Build and operate automation for large-scale GPU clusters across NVIDIA Cloud Partners (NCP) and on-prem environments.
Develop tools and services for provisioning, validation, upgrades, monitoring, repair, and cluster lifecycle operations.
Improve Day 0 / Day 1 / Day 2 workflows for cluster bringup, handoff, and production operations.
Reduce manual production touches through APIs, GitOps, automation, and agent-assisted workflows.
Participate in on-call, incident response, debugging, and durable follow-up work.
Partner with platform, storage, networking, security, and workload teams to make infrastructure production-ready.
What we need to see:
8+ years of experience building or operating production infrastructure.
Strong programming skills in Python, Go, or similar.
Experience with Linux, Kubernetes, containers, cloud infrastructure, or infrastructure automation.
Ability to troubleshoot distributed systems in production.
Clear communication and ability to work across teams.
BS/MS in Computer Science or equivalent experience.
Ways to stand out from the crowd:
Experience with GPU infrastructure, Kubernetes operators, GitOps, Terraform, ArgoCD, or fleet automation.
Experience with SLOs, on-call, incident response, observability, and reliability practices.

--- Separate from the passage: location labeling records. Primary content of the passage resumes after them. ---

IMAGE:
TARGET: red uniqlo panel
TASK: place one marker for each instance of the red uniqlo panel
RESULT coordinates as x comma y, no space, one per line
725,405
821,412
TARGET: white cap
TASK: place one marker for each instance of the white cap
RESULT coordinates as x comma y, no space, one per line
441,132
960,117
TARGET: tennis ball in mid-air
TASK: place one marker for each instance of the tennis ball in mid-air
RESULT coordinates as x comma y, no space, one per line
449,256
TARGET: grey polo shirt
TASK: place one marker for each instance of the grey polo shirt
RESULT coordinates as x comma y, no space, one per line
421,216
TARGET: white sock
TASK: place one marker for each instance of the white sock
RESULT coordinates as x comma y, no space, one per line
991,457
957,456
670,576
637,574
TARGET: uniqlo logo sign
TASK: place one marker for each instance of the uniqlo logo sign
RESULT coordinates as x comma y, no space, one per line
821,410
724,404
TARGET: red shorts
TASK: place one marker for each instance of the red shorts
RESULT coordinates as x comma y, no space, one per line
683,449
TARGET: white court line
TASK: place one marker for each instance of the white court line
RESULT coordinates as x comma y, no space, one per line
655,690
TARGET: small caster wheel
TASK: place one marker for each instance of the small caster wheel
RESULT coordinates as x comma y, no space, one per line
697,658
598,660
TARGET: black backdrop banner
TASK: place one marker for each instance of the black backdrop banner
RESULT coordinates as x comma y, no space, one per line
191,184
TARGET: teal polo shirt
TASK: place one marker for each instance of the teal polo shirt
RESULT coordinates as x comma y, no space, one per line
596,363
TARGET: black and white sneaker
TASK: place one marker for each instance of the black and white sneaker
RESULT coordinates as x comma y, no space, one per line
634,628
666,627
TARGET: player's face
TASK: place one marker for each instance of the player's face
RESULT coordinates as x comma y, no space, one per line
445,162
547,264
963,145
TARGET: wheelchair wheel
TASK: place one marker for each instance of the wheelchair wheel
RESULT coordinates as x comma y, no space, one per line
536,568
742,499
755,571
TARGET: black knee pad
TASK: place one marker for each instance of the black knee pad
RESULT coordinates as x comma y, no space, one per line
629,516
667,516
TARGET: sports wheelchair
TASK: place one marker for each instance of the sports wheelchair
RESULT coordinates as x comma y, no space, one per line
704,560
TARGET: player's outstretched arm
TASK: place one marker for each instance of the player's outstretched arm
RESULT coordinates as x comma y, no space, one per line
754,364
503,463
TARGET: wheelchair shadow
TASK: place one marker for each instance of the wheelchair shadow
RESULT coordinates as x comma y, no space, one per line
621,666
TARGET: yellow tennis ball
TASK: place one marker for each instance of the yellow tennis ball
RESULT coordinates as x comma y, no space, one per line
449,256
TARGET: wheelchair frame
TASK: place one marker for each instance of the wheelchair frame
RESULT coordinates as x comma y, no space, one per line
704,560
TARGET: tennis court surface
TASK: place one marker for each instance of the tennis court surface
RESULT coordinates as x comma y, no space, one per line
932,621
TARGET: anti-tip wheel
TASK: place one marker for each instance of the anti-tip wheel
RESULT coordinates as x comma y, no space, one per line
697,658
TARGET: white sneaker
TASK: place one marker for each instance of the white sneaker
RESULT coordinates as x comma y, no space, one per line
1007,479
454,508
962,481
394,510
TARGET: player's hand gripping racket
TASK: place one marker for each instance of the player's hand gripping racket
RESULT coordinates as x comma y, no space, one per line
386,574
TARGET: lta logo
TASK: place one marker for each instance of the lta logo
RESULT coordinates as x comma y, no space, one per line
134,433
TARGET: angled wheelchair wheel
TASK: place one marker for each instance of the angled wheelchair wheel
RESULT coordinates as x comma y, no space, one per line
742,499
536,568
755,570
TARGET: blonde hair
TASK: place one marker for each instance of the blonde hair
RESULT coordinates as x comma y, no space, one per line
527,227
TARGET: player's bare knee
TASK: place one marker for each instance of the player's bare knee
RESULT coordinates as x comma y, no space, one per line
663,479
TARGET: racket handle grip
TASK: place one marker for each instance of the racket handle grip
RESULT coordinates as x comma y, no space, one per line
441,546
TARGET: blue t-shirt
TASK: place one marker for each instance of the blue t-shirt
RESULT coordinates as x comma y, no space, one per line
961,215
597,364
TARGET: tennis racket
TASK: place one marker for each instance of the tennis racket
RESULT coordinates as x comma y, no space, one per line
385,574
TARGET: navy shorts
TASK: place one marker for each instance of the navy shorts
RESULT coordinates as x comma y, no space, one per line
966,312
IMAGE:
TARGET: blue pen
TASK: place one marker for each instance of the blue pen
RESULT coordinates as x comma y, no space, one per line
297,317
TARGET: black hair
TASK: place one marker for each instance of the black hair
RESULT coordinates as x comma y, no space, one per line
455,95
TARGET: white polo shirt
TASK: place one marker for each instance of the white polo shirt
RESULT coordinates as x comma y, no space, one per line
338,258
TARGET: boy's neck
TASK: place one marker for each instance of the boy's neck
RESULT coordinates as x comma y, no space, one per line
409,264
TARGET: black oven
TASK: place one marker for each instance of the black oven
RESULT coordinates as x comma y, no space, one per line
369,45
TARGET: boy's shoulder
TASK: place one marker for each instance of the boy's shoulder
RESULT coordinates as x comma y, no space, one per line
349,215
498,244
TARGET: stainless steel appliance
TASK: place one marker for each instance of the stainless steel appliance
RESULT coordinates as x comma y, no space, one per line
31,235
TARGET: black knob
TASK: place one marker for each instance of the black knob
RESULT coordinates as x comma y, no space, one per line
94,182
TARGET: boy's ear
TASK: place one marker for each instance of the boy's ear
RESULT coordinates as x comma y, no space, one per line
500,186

Exposure to BMaaS, VMaaS, managed Kubernetes, or multi-cloud infrastructure.
Your base salary will be determined based on your location, experience, and the pay of employees in similar positions. The base salary range is 184,000 USD - 287,500 USD for Level 4, and 224,000 USD - 356,500 USD for Level 5. You will also be eligible for equity and benefits .
Applications for this job will be accepted at least until May 31, 2026. This posting is for an existing vacancy.
NVIDIA uses AI tools in its recruiting processes.
Additional Information
NVIDIA DGX Cloud is building and operating large-scale GPU infrastructure for AI research and production workloads. We are looking for Senior Software Engineers to help build the automation, tooling, and operational systems that make GPU clusters reliable, scalable, and safe to run. This role is part of a production engineering team focused on Kubernetes-based infrastructure, GPU cluster operations, reliability, automation, GitOps, and Day 2 operability across DGX Cloud environments.